Kenya calls for financial integrity at the African Union

Foreign Affairs Cabinet Secretary Monica Juma who has told a gathering of external relations ministers that the AU needs to tighten its financial responsibility to regain credibility. PHOTO | FILE | NATION MEDIA GROUP

What you need to know:

  • Dr Juma was speaking during a meeting of foreign ministers commonly known as the Executive Council.
  • She is leading the Kenyan delegation to the 31st Ordinary Summit of the AU.
  • AU's programmes are financed nearly 60 per cent of the time from donors such as the European Union, China, UK, US and Norway among others.

Kenya is calling for further efforts to control expenditure at the African Union (AU), even as it struggles to pay up its membership fees to the continental body.

Ahead of the African Union Summit due on Sunday in the Mauritanian capital of Nouakchott, Foreign Affairs Cabinet Secretary Monica Juma told a gathering of external relations ministers that the AU needs to tighten its financial responsibility to regain credibility.

“The African Union must enhance integrity especially at this time when our citizens are calling on their governments to account for every cent of public finances,” she said in a speech sent from her office on Saturday.

BUDGET APPROVALS

Dr Juma, who is leading the Kenyan delegation to the 31st Ordinary Summit of the AU, was speaking during a meeting of foreign ministers commonly known as the Executive Council, to discuss the budgetary approvals and report of financing for the continental body.

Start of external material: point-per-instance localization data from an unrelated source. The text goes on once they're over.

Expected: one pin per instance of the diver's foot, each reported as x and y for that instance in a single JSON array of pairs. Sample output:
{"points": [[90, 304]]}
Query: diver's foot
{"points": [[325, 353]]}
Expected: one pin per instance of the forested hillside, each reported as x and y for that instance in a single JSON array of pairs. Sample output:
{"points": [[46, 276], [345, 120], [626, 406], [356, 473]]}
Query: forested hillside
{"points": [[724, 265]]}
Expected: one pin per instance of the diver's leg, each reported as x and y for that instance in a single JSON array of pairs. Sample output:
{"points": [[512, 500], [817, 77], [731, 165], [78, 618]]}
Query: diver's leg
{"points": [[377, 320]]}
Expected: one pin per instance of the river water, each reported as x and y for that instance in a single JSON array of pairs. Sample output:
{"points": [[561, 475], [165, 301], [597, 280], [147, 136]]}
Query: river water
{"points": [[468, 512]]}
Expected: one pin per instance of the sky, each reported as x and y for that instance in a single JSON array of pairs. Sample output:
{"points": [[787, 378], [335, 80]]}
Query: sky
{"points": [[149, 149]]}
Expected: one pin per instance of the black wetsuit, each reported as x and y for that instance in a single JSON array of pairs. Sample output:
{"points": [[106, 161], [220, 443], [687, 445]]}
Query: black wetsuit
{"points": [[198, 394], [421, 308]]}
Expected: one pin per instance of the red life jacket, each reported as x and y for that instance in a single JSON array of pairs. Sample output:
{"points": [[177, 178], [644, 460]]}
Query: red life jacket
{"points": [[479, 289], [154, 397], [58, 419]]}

The Summit in the Mauritanian capital is mostly meant to discuss administrative issues, but the theme is also about corruption and reforms within the AU.

With 55 members (including Morocco which re-joined last year), the AU should be in rude financial health except that its programmes are financed nearly 60 per cent of the time from donors such as the European Union, China, UK, US and Norway among others.

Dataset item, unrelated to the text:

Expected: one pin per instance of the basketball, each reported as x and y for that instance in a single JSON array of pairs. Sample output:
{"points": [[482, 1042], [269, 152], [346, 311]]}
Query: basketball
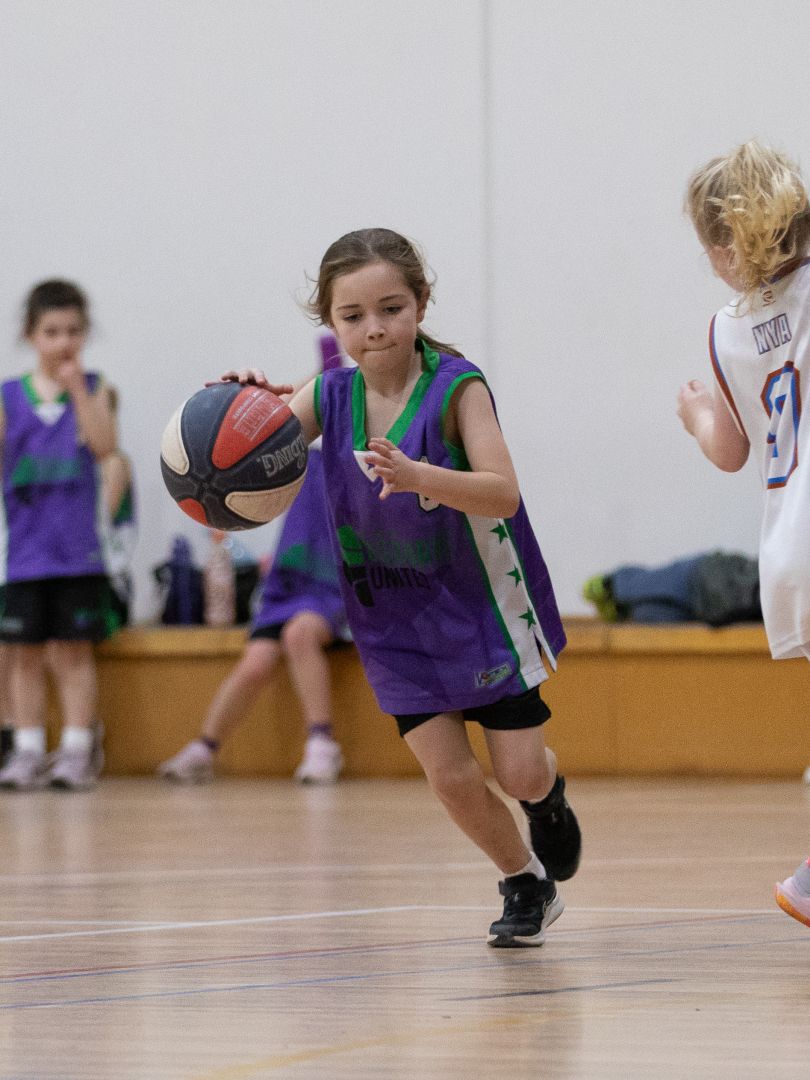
{"points": [[233, 457]]}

This is partly because member countries often default on their share of the contribution, mostly because they are too poor to pay up or do not feel obligated to pay.

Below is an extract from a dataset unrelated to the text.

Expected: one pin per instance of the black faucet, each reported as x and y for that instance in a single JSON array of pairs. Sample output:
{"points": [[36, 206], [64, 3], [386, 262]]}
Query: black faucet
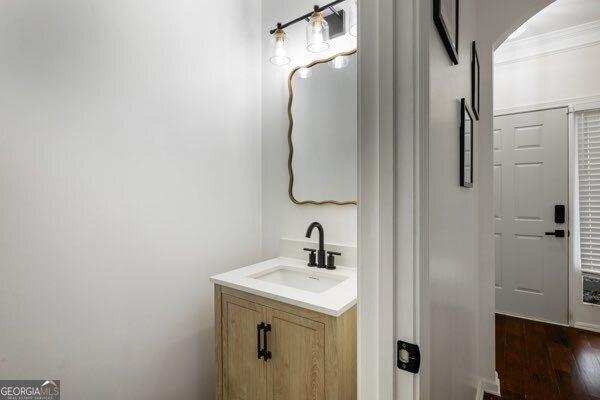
{"points": [[321, 252]]}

“On average, 67 per cent of assessed contribution is collected annually from member states. About 30 member states default either partially or completely, on average, annually,” the AU’s financing report says.

FUNDING GAP

“This creates a significant funding gap between planned budget and actual funding, which hinders effective delivery of the African Union’s agenda.”

Traditionally, the AU Commission is supposed to establish a committee of ministers of Finance from the member states, two for each of the five regions, who prepare, monitor and evaluate the annual budget of the Union, after which the heads of state endorse it.

With the AU reluctant to publish a list of defaulters, it is usually difficult to know who has cleared or is in arrears.

However, at the start of President Uhuru Kenyatta’s first term in 2013, Kenya owed the African Union about Sh300 million, according to a report by the Centre for the Citizen’s Participation in the African Union, an organisation that campaigns for openness at the continental body.

Running behind schedule to clear arrears in international bodies, the National Treasury last year announced it would reduce its more than Sh700 million bill owed to bodies like AU, UN, Comesa and IGAD through the import declaration fees deposited in a special kitty.

PUNISH IMPROPRIETY

Dr Juma told the executive council that the African Union must punish financial impropriety and strengthen its own accounting systems, even as it seeks more independence from donors.

The African Union has since July 2016 been seeking more ways of financing its own programmes.

It, for example, passed a policy to levy 0.2 per cent tax on goods imported into Africa from outside.

Kenya, Rwanda, Chad and Ethiopia and the Democratic Republic of Congo, have all announced they will be levying the tax.

But the AU’s three-part budget of operations and administration, programmes and emergencies as well as peace efforts means the AU requires at least $700 million annually to run properly.

The AU categorises its member states in three tiers based on economy sizes starting with biggest economies like Nigeria, South Africa, Algeria, and Egypt who pay at least 12 per cent of the membership fee ($110 million for this year).